Ayer, desde esta página expresamos nuestra preocupación por el fallo del Tribunal Constitucional (TC) que, en buena cuenta, resucita el indulto que el expresidente Pedro Pablo Kuczynski le concedió a Alberto Fujimori en la Nochebuena del 2017, tras anular la sentencia del Poder Judicial que lo había revocado en octubre del 2018. Una decisión cuestionable del máximo intérprete de nuestra Constitución que, como era de esperarse, ha generado molestia en muchísimos ciudadanos.
Sin embargo, mientras la gran mayoría parece haber elegido hacer uso legítimo del derecho a la protesta para demostrar su descontento hacia lo determinado por el TC, desde el Gobierno y sus aliados en el Congreso se ha decidido que el momento es preciso para reanimar viejas ojerizas contra algunas de las instituciones de nuestro sistema democrático; sobre todo, contra el TC. Un aprovechamiento de la coyuntura, y de los ánimos caldeados, que haríamos mal en perder de vista.
Conviene recordar que la animosidad del presidente Pedro Castillo contra diversos organismos constitucionalmente autónomos data de la campaña electoral y ha sido materia de múltiples cuestionamientos desde entonces. El en aquel entonces candidato de Perú Libre propuso desactivar desde la Autoridad del Transporte Urbano (ATU) hasta el TC, pasando por la Sutrán, la Sunedu y la Defensoría del Pueblo. Y ya en Palacio de Gobierno, sus acciones han apuntado a debilitar estas instituciones (desde este Diario hemos advertido en más de una oportunidad sobre los retrocesos en las reformas de la educación y del sistema de transportes) y en el mensaje que pronunció el último martes 15 volvió a arremeter contra la Defensoría del Pueblo y el TC.
Por su parte, el presidente del Consejo de Ministros, Aníbal Torres, siempre fiel a su irresponsabilidad, fue mucho más allá y aseveró que el TC “no debe existir; debe desaparecer”. Una expresión imprudente alejada de la compostura que el cargo que ostenta exige y que parece justificar la peligrosa idea de que lo controversial de las decisiones de algunos entes autónomos puede ser pretexto para embestir su independencia.
Otros, como el congresista Guillermo Bermejo, incluso se han animado a hacer eco de una de las propuestas que Castillo hizo durante la campaña, anunciando que presentará un proyecto de ley para que los miembros del TC y el defensor del Pueblo sean elegidos mediante elección popular. Una medida que ya ha sido cuestionada por más de un especialista y que, de concretarse, terminaría por convertir a estas instituciones en botines políticos vulnerables al populismo y a nuestro precario sistema partidario.

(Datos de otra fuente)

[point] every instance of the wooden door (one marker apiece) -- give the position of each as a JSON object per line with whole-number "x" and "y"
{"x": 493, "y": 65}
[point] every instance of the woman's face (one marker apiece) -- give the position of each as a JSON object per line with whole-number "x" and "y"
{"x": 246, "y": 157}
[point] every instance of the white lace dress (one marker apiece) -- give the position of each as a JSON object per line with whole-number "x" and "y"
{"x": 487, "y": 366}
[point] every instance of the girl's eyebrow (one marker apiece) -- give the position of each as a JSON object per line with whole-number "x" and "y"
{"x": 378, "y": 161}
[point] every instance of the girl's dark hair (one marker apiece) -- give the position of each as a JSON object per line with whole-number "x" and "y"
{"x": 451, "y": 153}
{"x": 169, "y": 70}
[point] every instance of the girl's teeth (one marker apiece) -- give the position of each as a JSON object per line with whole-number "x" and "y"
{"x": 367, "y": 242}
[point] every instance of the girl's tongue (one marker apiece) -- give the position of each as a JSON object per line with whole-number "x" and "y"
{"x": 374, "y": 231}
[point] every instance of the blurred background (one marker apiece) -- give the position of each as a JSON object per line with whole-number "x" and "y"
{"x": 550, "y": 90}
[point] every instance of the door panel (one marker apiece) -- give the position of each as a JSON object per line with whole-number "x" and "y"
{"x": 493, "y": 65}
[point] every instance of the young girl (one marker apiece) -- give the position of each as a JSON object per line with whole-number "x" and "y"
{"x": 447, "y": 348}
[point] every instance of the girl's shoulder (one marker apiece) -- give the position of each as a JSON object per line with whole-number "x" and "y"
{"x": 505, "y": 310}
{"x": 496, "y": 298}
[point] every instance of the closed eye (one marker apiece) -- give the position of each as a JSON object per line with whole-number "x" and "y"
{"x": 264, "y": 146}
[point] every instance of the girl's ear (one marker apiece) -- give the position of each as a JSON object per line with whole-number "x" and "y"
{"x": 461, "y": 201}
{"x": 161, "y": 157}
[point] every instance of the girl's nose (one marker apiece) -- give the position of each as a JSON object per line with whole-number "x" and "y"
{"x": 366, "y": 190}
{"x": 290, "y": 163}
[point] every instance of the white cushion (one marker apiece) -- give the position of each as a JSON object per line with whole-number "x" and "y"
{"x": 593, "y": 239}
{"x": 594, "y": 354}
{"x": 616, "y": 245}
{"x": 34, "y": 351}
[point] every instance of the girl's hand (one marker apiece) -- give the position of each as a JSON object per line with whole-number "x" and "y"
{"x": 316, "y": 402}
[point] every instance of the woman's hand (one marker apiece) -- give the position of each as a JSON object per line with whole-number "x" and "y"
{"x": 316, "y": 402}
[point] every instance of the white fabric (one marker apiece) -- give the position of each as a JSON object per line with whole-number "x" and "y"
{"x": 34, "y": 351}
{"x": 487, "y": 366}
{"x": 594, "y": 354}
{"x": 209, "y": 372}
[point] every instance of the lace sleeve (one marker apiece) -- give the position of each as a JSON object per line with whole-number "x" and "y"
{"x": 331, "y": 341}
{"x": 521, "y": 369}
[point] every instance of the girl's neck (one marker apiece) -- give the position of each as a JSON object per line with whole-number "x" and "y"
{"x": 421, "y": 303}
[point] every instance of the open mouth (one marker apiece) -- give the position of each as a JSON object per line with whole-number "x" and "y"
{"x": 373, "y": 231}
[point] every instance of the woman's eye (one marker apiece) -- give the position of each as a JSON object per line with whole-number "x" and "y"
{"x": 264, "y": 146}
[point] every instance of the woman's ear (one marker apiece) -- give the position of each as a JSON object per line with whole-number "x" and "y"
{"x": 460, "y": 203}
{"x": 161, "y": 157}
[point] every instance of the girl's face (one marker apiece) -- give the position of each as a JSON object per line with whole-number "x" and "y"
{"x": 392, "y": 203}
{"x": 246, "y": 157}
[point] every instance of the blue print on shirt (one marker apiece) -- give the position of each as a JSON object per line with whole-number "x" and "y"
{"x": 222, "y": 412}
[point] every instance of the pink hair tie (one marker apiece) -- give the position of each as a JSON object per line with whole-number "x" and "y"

Pero justamente por el hecho de que hay que defender la autonomía de instituciones como el TC es que no podemos perder de vista la precariedad de la posición en la que se encuentran. Este organismo, como se sabe, está compuesto por cinco magistrados con el mandato vencido y con uno más próximo a vencer y actualmente viene operando solo con seis miembros, tras el fallecimiento de Carlos Ramos Núñez hace casi seis meses. Desde hace ya algunos años el Congreso debió elegir a los reemplazos de los tribunos, pero más de una rencilla política ha hecho que la tarea se postergue. Esta situación, como es evidente, debilita al tribunal y le abre un flanco que sus adversarios no parecen querer desaprovechar.
Así, aunque el fallo de esta semana resulte cuestionable, tendrá que cumplirse, y esta situación no debe llevarnos a olvidar que el TC ha fungido en los últimos años como un importante muro de contención ante la ofensiva de normas aprobadas por las diferentes representaciones nacionales contra la Carta Magna.
Dentro del juego democrático, es entendible (y hasta saludable) que los ciudadanos discrepen de las resoluciones de algunas de sus instituciones si es que las consideran erradas. Lo que no podemos hacer es desacatarlas ni usarlas como caballos de Troya para impulsar agendas que, aprovechando una situación coyuntural, buscan en el fondo menoscabar la institucionalidad.